Split-Plot Optimal Model Selection Screen

Search: Best or Coordinate Exchange or Point Exchange

Optimality: Only D-optimal designs are available at this time. Other optimality criterion will be added in the future.

Blocks: allows the design to be separated into blocks. Adding blocks will add groups and runs to your design to provide additional degrees of freedom to estimate the block effects while allowing useful analysis for the model coefficients.

Edit model: The software will default to a certain type of model, depending on the type of optimal design being created. You may change or customize the model by clicking on the Edit Model button. Adding or subtracting specific terms in a model will alter both the number of runs and specifically which runs are chosen. For more information use the help button on the Edit model button.

Variance ratio: The ratio of the whole plot variance to the subplot variance. A value of 1 is a balanced starting point that will work for most cases.


Required groups is the minimum number of groups to estimate the coefficients for the hard-to-change terms in the designed for model specified under the Edit model button.

Additional groups are added to the experiment to provide degrees of freedom to test the hard-to-change model terms ANOVA. Manually adding more groups will increase the number times the hard-to-change factors must be reset during the experiment. This can be done to balance groups sizes, and is often done to provide a more powerful test for the hard-to-change model.

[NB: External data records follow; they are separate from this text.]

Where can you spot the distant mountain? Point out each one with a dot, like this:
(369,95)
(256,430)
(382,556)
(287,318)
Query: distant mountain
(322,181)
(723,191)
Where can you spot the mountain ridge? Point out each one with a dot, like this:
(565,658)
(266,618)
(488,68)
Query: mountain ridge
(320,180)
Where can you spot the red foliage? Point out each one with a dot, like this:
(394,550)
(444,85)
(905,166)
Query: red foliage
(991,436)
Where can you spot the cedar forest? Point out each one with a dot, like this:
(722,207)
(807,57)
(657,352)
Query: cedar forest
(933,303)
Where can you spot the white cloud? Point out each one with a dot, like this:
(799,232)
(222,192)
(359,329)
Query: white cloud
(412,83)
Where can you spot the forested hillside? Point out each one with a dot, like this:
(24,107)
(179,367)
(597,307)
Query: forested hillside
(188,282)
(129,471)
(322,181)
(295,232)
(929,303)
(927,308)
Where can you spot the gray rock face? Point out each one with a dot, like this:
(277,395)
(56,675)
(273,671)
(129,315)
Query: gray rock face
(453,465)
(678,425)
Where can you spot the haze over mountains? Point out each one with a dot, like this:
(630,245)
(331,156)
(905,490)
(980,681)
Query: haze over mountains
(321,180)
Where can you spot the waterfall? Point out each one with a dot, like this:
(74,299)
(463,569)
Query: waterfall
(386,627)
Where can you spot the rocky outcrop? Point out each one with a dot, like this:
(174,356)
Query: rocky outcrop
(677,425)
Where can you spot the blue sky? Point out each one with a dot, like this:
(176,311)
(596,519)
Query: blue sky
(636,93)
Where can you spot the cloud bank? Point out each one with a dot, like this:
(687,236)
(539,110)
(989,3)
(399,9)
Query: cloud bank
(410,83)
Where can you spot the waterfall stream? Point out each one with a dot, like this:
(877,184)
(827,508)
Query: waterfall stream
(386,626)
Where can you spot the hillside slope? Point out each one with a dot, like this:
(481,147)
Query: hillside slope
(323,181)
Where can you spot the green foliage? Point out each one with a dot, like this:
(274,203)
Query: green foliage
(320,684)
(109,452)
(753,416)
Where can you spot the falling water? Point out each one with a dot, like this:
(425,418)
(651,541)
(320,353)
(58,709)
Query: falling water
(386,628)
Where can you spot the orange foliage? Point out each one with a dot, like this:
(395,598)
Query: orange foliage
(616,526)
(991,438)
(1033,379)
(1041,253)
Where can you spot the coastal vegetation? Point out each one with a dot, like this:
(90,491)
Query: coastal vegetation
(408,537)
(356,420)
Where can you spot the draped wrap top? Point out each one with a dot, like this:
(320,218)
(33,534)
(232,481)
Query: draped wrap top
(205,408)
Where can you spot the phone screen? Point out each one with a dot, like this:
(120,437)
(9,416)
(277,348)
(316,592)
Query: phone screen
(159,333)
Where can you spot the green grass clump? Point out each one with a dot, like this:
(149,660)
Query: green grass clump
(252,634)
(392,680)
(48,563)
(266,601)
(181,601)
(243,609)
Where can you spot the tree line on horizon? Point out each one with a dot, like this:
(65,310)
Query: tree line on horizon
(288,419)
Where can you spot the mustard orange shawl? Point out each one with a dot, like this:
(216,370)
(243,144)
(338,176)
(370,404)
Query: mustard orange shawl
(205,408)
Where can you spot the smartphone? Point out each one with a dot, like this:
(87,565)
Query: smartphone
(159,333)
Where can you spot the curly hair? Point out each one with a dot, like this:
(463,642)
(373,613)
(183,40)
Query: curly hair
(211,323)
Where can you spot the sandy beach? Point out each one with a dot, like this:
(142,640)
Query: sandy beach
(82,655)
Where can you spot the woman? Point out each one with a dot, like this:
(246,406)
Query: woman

Center point groups can be added when there are numeric factors to ensure coverage of the space. Replicates of the center point groups provide an estimate of pure error.

Center point group size sets the size of the center point groups.

Total groups is the number of groups that will be in the final design.


Required model points is the minimum number of runs to estimate the coefficients of the terms in the designed for model specified under the Edit model button.

Additional model points are extra runs added to the experiment to improve precision estimates or coverage of the factor space.

Lack-of-fit points provide extra points to fill the factor space. The extra information provided by these points can test the fit of the model.

Replicate points of the above points are chosen to support the optimality.

Additional center points are added as requested.

Total runs is the number of runs that will be in the final design.

Edit Candidate Points: Click this button if want to limit the type of points the design can consider by specifying a custom built candidate set.

Options: The more random starts and loops that are allowed the better the design will meet the chosen optimality criterion. For more details use the help button found on the Options dialog.